The first part of the course will consider the international legal issues relating to whether and when States are entitled to use armed force. In this part of the course, we will examine the prohibition of the use of force contained in the UN Charter as well as the principle of non-intervention in the affairs of other States. We will also devote considerable attention to the exceptions to the exceptions to the prohibition on the use of force, in particular, the right of self-defence in international law. Questions to be considered include the criteria for a lawful response in self-defence, the scope of the right of self defence in response to attacks by non-State groups, and the legality of anticipatory/pre-emptive self defence. This part of the course will also consider other possible exceptions to the prohibition on the use of force such as protection of nationals abroad, as well as the doctrines of humanitarian intervention and responsibility to protect.
The second part of the course considers the use of force within the scheme for collective security set up by the UN Charter – We will examine the powers of the Security Council to authorize the use of force by states and to establish peace-keeping operations.
The third part of the course examines international humanitarian law, i.e, the law that applies during an armed conflict. We will address the distinction between the law applicable in international armed conflicts and that applicable in non-international armed conflicts. We also consider the extent to which transnational violence between States and non-State groups should be considered an armed conflict to which international humanitarian law applies. In this part, we will explore both the “Geneva law” relating to the humanitarian protection of victims of war and the “Hague law” relating to the means and methods of warfare. In particular, we will examine the law relating to the detention, prosecution and treatment of combatants and civilians and in situations of armed conflict. We then turn to the law that applies to the conduct of hostilities, examining in particular the rules relating to targeting and to weaponry.
The fourth and final part of the course will consider the extent to which international human rights law applies in time of armed conflict, the relationship between human rights and international humanitarian law, and questions of responsibility for violations of human rights or humanitarian law.
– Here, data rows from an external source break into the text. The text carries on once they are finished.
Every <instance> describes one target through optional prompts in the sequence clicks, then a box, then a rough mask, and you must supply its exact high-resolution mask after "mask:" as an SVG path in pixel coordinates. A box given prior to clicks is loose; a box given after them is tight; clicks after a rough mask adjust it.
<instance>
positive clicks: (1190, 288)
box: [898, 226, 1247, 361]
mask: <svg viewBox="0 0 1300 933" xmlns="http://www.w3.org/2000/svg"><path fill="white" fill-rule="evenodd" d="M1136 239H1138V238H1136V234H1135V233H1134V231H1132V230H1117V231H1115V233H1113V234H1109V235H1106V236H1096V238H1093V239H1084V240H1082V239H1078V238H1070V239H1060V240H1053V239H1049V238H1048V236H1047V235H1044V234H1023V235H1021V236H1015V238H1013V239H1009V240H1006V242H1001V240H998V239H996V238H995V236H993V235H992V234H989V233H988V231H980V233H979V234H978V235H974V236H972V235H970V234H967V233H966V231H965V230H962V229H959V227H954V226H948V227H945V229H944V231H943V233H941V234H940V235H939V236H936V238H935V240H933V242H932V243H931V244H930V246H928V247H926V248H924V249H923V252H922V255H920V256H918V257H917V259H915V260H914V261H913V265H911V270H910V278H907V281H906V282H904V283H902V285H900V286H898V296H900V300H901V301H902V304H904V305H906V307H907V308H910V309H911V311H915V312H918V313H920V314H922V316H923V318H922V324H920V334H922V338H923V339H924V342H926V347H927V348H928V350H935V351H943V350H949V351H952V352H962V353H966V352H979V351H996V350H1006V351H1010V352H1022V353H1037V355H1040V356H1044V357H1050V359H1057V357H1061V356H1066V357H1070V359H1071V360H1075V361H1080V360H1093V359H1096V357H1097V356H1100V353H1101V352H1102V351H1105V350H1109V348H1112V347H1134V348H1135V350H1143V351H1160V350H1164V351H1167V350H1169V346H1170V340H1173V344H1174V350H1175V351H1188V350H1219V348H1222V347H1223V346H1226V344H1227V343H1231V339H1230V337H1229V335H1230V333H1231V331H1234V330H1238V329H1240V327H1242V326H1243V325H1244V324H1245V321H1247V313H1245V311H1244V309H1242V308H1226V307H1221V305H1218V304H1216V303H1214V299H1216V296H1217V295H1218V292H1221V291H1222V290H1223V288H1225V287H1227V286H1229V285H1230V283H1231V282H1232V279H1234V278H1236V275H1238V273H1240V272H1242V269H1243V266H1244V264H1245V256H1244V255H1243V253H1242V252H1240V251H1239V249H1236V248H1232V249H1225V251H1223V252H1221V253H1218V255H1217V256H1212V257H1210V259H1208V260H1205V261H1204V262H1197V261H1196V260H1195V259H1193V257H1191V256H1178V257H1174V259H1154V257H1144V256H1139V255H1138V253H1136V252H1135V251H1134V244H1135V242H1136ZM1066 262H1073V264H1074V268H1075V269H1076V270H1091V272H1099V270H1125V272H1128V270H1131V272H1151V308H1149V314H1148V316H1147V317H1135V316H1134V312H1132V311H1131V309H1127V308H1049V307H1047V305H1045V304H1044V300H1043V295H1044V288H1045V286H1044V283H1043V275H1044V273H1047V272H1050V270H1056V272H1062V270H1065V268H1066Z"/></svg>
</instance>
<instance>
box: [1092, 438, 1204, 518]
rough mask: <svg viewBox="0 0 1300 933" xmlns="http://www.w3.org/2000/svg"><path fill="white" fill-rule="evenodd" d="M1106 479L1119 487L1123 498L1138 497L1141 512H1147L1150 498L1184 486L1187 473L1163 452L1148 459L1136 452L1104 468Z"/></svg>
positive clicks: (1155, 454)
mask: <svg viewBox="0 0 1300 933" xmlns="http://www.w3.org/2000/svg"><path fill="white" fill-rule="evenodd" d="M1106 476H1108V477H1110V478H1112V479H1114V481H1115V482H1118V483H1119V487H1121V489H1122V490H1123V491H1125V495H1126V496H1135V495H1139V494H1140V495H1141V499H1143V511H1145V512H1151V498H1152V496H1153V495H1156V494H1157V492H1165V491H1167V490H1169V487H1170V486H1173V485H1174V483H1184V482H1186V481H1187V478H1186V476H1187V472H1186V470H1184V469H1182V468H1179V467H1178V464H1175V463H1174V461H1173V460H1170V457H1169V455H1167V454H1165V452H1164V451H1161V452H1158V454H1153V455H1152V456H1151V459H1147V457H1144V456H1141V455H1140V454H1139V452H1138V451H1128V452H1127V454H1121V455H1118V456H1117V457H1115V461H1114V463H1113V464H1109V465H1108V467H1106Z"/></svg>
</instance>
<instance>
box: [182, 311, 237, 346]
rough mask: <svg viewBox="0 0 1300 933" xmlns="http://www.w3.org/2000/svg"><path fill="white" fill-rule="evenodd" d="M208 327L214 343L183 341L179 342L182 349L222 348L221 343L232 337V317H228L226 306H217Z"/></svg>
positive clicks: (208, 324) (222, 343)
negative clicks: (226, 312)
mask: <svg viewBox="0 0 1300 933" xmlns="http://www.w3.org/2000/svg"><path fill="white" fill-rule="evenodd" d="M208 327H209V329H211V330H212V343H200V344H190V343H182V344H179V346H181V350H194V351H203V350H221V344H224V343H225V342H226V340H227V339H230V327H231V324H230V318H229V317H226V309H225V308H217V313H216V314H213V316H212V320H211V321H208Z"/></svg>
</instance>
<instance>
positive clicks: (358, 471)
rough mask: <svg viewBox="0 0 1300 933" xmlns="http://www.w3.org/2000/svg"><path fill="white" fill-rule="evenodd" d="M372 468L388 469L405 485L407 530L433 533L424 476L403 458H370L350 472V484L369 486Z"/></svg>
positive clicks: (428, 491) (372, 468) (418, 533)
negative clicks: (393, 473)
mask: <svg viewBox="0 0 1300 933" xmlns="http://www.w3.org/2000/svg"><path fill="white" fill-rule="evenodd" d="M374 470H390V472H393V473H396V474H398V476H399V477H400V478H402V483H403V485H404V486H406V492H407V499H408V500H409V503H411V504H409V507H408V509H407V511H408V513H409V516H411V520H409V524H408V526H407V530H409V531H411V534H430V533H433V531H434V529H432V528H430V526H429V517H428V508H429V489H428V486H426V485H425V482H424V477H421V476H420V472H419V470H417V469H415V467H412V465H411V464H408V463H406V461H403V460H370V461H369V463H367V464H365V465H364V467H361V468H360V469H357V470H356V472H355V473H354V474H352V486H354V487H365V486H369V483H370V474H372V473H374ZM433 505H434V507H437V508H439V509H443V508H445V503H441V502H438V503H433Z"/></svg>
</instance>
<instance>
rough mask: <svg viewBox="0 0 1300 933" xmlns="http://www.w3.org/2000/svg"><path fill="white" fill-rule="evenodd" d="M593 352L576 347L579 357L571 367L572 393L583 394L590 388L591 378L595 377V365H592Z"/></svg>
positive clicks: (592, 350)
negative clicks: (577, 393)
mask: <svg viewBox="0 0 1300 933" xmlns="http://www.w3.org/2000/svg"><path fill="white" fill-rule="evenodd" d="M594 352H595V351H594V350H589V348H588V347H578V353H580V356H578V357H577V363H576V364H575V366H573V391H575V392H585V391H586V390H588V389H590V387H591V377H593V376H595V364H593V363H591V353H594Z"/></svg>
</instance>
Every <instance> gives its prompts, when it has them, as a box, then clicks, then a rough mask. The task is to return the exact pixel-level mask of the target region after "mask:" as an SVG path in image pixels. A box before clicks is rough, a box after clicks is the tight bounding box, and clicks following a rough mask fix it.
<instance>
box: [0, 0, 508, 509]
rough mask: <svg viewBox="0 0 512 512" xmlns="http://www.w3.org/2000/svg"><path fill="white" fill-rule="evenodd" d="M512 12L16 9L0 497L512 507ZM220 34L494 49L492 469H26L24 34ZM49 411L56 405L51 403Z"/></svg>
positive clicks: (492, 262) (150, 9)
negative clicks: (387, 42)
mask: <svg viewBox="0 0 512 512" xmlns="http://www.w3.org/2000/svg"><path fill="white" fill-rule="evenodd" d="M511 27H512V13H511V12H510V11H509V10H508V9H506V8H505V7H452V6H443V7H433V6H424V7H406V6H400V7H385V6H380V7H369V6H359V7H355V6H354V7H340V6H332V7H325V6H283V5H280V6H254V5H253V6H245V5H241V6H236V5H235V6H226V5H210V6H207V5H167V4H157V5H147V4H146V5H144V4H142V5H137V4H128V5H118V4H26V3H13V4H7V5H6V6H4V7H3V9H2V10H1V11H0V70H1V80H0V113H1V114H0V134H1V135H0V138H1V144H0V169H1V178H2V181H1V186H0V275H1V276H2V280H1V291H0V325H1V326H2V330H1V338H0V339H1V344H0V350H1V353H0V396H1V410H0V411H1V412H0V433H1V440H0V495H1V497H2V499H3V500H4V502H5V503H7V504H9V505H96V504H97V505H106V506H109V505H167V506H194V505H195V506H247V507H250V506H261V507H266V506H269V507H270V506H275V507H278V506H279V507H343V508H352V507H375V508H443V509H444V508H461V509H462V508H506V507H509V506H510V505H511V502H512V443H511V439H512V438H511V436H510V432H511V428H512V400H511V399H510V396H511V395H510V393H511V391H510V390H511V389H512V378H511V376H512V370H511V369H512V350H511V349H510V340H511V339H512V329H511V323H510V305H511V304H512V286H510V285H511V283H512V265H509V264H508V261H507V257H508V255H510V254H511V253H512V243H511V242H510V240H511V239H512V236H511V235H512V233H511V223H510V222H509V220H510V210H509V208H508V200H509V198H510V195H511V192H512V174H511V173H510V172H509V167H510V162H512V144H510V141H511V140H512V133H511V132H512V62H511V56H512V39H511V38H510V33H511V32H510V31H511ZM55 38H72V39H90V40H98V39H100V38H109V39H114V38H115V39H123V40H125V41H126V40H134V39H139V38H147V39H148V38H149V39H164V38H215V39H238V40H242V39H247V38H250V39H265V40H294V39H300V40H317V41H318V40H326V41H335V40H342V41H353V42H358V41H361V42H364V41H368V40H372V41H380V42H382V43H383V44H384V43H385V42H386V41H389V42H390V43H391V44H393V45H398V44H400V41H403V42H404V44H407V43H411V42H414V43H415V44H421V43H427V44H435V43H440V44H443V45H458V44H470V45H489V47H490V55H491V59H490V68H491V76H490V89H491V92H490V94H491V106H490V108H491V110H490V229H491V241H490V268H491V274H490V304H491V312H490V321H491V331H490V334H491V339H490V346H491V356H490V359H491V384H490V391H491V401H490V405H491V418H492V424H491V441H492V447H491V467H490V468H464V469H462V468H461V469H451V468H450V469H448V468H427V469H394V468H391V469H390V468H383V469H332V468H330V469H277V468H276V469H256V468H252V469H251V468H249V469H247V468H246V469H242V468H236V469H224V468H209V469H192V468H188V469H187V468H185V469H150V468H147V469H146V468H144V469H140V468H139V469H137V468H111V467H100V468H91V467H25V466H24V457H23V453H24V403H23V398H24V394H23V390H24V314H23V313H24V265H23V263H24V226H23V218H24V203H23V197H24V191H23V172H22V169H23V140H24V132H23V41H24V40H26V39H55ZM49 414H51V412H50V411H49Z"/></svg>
In considering issues of responsibility, we will focus on how questions of responsibility arise and are determined in cases where operations conducted by state agents are authorized by, or carried out as part of the activities, of an international organization (the UN, NATO, etc). Is the international organization responsible, is the state responsible or is there a shared responsibility?
Learning outcomes: an understanding of the laws which determine whether and when States are entitled to use armed force, and which apply during an armed conflict (including international human rights law).